Another result of this work is related to the experimental use of the software RTKLIB. The results performed for many combinations show a high occurrence of good solutions achieved with the “fix and hold” method for the GPS and GLONASS constellations. In case of post-processed analysis, this result can be instrumentally time-saving for those interested in using the RTKLIB set of tools. The same cannot be said for the Galileo constellation because of the lower amount of available satellites.

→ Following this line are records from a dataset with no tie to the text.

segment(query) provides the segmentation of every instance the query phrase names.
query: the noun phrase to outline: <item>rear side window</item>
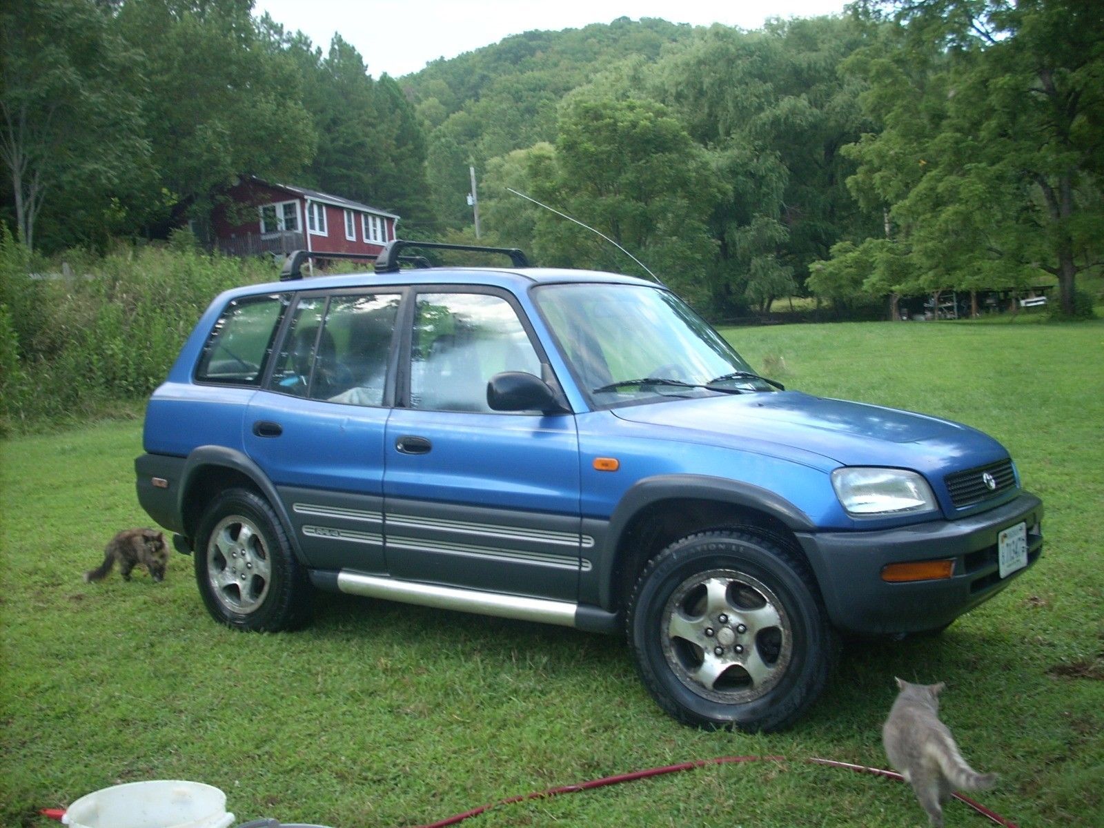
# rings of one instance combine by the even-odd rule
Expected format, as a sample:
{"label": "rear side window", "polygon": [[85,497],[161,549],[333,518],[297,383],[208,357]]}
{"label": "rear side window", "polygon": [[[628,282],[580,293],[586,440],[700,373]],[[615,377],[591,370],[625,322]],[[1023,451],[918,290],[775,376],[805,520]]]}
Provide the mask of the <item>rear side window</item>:
{"label": "rear side window", "polygon": [[203,348],[195,379],[226,385],[259,384],[287,305],[285,295],[230,302]]}
{"label": "rear side window", "polygon": [[302,298],[276,357],[272,389],[348,405],[382,405],[399,294]]}

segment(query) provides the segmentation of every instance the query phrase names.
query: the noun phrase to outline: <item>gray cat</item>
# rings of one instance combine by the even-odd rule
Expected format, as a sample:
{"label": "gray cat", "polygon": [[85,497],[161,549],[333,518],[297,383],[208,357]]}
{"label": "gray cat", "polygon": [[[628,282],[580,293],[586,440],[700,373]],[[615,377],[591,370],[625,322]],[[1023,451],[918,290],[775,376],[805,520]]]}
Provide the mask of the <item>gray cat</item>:
{"label": "gray cat", "polygon": [[169,562],[169,546],[164,542],[164,533],[155,529],[126,529],[107,542],[104,549],[104,562],[94,570],[84,573],[85,581],[102,581],[119,562],[119,573],[124,581],[130,580],[130,571],[138,564],[149,570],[155,581],[164,577],[164,567]]}
{"label": "gray cat", "polygon": [[896,680],[901,692],[882,726],[885,755],[927,811],[943,828],[943,805],[955,790],[992,787],[997,774],[979,774],[966,764],[947,725],[940,721],[938,694],[946,684],[912,684]]}

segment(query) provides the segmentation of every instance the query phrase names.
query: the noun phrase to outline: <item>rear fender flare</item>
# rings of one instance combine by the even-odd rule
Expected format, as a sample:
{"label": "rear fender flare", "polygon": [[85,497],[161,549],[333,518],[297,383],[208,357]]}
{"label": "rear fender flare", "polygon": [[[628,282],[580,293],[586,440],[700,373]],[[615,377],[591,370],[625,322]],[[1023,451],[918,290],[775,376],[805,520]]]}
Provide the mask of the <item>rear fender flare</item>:
{"label": "rear fender flare", "polygon": [[[177,505],[178,514],[183,516],[187,513],[185,506],[195,478],[201,473],[209,471],[212,468],[232,469],[250,479],[279,518],[296,559],[299,563],[307,565],[307,560],[299,548],[299,539],[295,534],[291,519],[284,507],[284,501],[276,491],[276,487],[262,468],[242,452],[226,448],[225,446],[200,446],[188,455],[188,460],[184,463],[184,470],[181,474],[180,500]],[[194,544],[195,539],[190,538],[190,541]]]}

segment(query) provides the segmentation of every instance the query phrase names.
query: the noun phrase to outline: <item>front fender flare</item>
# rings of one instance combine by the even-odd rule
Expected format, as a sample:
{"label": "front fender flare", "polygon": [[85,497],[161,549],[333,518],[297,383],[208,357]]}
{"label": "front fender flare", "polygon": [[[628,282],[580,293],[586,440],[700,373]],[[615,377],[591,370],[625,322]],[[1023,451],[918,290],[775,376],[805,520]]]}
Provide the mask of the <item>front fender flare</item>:
{"label": "front fender flare", "polygon": [[708,475],[657,475],[638,480],[622,497],[609,518],[598,556],[598,599],[613,605],[617,548],[625,528],[640,510],[662,500],[713,500],[754,509],[781,521],[793,532],[816,532],[817,527],[802,509],[769,489],[753,484]]}

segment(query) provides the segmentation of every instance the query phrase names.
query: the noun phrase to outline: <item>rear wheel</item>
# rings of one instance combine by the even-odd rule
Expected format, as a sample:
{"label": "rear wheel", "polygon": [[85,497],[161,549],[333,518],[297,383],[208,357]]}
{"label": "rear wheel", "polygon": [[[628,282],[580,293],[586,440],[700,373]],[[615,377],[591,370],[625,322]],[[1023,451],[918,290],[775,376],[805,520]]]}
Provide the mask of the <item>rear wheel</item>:
{"label": "rear wheel", "polygon": [[781,730],[824,689],[834,635],[803,560],[755,534],[692,534],[640,574],[628,635],[645,686],[676,719]]}
{"label": "rear wheel", "polygon": [[247,489],[212,501],[197,532],[195,582],[215,620],[276,631],[309,618],[310,584],[268,502]]}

In this study, a big computational effort was produced to analyze 1 Hz multi-constellation kinematic data acquired during a one-hour field survey, planned to maximize Galileo satellites availability. The acquired data included a contemporary acquisition through an MMS equipped with a POS/LV produced by the Applanix corporation. The MMS acquisition was used as a reference trajectory, and the robustness of its solution was the most important hypothesis for the results shown in this study. This hypothesis can be considered always valid for research since it was found by coupling the GNSS technology with precise inertial instruments. Moreover, the MMS solution was calculated considering a higher amount of GNSS satellites when compared with the number of satellites used to perform the tests (four, five, and six). Lastly, only the L1, G1, and E1 frequencies were used in this experiment.

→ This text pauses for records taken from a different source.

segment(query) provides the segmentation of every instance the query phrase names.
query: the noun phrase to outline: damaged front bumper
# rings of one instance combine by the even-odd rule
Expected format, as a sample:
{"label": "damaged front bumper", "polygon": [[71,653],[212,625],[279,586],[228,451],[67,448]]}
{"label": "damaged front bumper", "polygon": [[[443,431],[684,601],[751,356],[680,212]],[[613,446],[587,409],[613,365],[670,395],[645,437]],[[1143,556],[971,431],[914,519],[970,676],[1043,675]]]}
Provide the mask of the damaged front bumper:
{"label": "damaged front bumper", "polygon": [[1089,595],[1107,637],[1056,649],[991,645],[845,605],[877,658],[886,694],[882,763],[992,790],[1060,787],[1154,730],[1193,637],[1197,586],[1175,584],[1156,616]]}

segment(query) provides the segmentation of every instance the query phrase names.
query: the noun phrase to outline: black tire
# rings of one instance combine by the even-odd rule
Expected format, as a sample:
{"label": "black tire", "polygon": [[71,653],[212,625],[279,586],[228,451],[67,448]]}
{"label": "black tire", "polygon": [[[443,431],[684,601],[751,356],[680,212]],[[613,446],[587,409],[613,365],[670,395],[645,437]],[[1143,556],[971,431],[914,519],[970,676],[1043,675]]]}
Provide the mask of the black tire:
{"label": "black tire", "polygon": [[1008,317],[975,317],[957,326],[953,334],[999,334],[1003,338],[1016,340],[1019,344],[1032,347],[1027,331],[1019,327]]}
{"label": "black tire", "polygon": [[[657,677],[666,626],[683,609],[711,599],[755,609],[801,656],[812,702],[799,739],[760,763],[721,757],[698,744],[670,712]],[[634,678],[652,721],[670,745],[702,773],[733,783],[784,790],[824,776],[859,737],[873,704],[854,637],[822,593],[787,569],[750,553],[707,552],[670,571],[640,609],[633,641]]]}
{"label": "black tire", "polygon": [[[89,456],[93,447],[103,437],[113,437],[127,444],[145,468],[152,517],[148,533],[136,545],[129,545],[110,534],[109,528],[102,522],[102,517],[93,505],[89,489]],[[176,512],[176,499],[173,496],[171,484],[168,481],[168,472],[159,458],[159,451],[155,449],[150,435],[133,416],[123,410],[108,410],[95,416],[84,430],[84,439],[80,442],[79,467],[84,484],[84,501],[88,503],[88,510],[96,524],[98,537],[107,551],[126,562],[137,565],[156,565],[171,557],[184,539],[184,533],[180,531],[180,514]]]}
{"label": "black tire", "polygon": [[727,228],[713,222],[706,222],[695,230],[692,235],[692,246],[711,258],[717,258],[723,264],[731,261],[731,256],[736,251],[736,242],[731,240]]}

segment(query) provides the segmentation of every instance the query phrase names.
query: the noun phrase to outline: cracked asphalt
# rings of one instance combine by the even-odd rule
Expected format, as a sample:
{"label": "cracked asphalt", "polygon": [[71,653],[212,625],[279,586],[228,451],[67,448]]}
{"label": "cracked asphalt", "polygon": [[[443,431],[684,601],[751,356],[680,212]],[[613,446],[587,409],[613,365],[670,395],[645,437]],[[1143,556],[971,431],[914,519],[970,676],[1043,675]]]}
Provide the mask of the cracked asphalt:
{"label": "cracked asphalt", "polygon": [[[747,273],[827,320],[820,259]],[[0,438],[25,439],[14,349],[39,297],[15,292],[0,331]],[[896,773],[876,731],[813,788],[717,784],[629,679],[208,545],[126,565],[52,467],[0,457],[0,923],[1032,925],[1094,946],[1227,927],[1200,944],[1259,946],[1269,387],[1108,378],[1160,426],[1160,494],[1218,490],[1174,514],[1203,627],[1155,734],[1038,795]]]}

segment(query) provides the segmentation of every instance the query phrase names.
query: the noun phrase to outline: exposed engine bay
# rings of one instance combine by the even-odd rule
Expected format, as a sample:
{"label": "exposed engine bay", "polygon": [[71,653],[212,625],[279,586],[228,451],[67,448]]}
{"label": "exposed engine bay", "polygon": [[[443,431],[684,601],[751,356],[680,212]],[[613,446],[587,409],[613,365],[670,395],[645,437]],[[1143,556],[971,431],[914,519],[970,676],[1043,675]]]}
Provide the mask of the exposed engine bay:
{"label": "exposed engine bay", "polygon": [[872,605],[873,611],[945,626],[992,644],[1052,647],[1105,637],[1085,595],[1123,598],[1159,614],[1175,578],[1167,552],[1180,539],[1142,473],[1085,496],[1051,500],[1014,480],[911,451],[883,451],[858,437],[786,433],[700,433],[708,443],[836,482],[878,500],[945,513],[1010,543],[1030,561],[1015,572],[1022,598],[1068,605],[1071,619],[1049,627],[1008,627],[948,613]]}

In order to present a real kinematic comparison between Galileo, GPS, and GLONASS satellite positioning systems, a reduced operational status was simulated for GPS and GLONASS. Moreover, it was possible to implement post-processed differential solutions with the Open-Source Software RTKLIB, thanks to the GNSS acquisitions of reference stations close to the surveyed areas.
The performed comparisons, whenever possible, were analyzed also by means of a statistical test. The outputs showed a clear and statistically significant planimetric performance of the Galileo positioning system, whereas the same result was not obtained from an altimetric point of view. However, in the authors’ opinion, this was especially due to the very small number of Galileo satellites and to their geometrical configurations.
Although these results were obtained with several computations, especially for the Galileo altimetric performance, they need to be reinforced by further experimental evidence. For this reason, they should be considered as preliminary results achieved by using a reference trajectory. Moreover, it is possible to conclude that the novel system is very promising also when used alone; in a disadvantaged comparison, it was able to produce better planimetric accuracy than the GPS and GLONASS positioning systems in a kinematic survey.
Future development of this work can include the kinematic inter-constellation comparison, the evaluation of the robustness of velocity and acceleration estimation with the Galileo constellation, and attitude estimations.